This article was originally published on www.sba.gov and is being republished here for educational purposes.
A corporation (sometimes referred to as a C corporation) is an independent legal entity owned by shareholders. This means that the corporation itself, not the shareholders that own it, is held legally liable for the actions and debts the business incurs.
Corporations are more complex than other business structures because they tend to have costly administrative fees and complex tax and legal requirements. Because of these issues, corporations are generally suggested for established, larger companies with multiple employees.
For businesses in that position, corporations offer the ability to sell ownership shares in the business through stock offerings. “Going public” through an initial public offering (IPO) is a major selling point in attracting investment capital and high quality employees.
Forming a Corporation
A corporation is formed under the laws of the state in which it is registered. To form a corporation you’ll need to establish your business name and register your legal name with your state government. If you choose to operate under a name different than the officially registered name, you’ll most likely have to file a fictitious name (also known as an assumed name, trade name, or DBA name, short for “doing business as”). State laws vary, but generally corporations must include a corporate designation (Corporation, Incorporated, Limited) at the end of the business name.
To register your business as a corporation, you need to file certain documents, typically articles of incorporation, with your state’s Secretary of State office. Some states require corporations to establish directors and issue stock certificates to initial shareholders in the registration process.
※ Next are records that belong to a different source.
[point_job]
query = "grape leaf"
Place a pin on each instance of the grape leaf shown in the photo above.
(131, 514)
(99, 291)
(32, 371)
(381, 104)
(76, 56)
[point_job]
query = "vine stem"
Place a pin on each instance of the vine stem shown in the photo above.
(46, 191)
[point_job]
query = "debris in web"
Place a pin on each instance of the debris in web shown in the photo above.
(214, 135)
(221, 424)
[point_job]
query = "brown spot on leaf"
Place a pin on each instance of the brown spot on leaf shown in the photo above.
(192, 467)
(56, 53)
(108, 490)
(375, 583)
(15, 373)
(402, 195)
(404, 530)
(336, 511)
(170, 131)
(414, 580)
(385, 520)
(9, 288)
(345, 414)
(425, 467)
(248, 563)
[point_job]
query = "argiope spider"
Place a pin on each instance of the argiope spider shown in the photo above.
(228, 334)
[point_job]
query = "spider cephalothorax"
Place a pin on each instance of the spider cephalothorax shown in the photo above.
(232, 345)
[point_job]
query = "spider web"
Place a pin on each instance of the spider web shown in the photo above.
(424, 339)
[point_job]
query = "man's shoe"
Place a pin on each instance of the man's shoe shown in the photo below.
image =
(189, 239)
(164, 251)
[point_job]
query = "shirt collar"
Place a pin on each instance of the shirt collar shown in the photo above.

Contact your state business entity registration office to find out about specific filing requirements in the state where you form your business.
Once your business is registered, you must obtain business licenses and permits. Regulations vary by industry, state and locality. Refer to our Business License and Permit guide to find a listing of federal, state and local permits, licenses and registrations you’ll need to run a business.
Corporations are required to pay federal, state, and in some cases, local taxes. Most businesses must register with the IRS and state and local revenue agencies, and receive a tax ID number or permit.
Unlike sole proprietors and partnerships, corporations pay income tax on their profits. In some cases, corporations are taxed twice – first, when the company makes a profit, and again when dividends are paid to shareholders on their personal tax returns.
Limited Liability. When it comes to taking responsibility for business debts and actions of a corporation, shareholders’ personal assets are protected. Shareholders can generally only be held accountable for their investment in stock of the company.
Ability to Generate Capital. Corporations have an advantage when it comes to raising capital for their business – the ability to raise funds through the sale of stock.
Corporate Tax Treatment. Corporations file taxes separately from their owners. Owners of a corporation only pay taxes on corporate profits paid to them in the form of salaries, bonuses, and dividends, while any additional profits are awarded a corporate tax rate, which is usually lower than a personal income tax rate.
Attractive to Potential Employees. Corporations are generally able to attract and hire high-quality and motivated employees because they offer competitive benefits and the potential for partial ownership through stock options.
Disadvantages of a Corporation
Time and Money. Corporations are costly and time-consuming ventures to start and operate. Incorporating requires start-up, operating and tax costs that most other structures do not require.
Double Taxing. In some cases, corporations are taxed twice – first, when the company makes a profit, and again when dividends are paid to shareholders.
Additional Paperwork. Because corporations are highly regulated by federal, state, and in some cases local agencies, there are increased paperwork and recordkeeping burdens associated with this entity.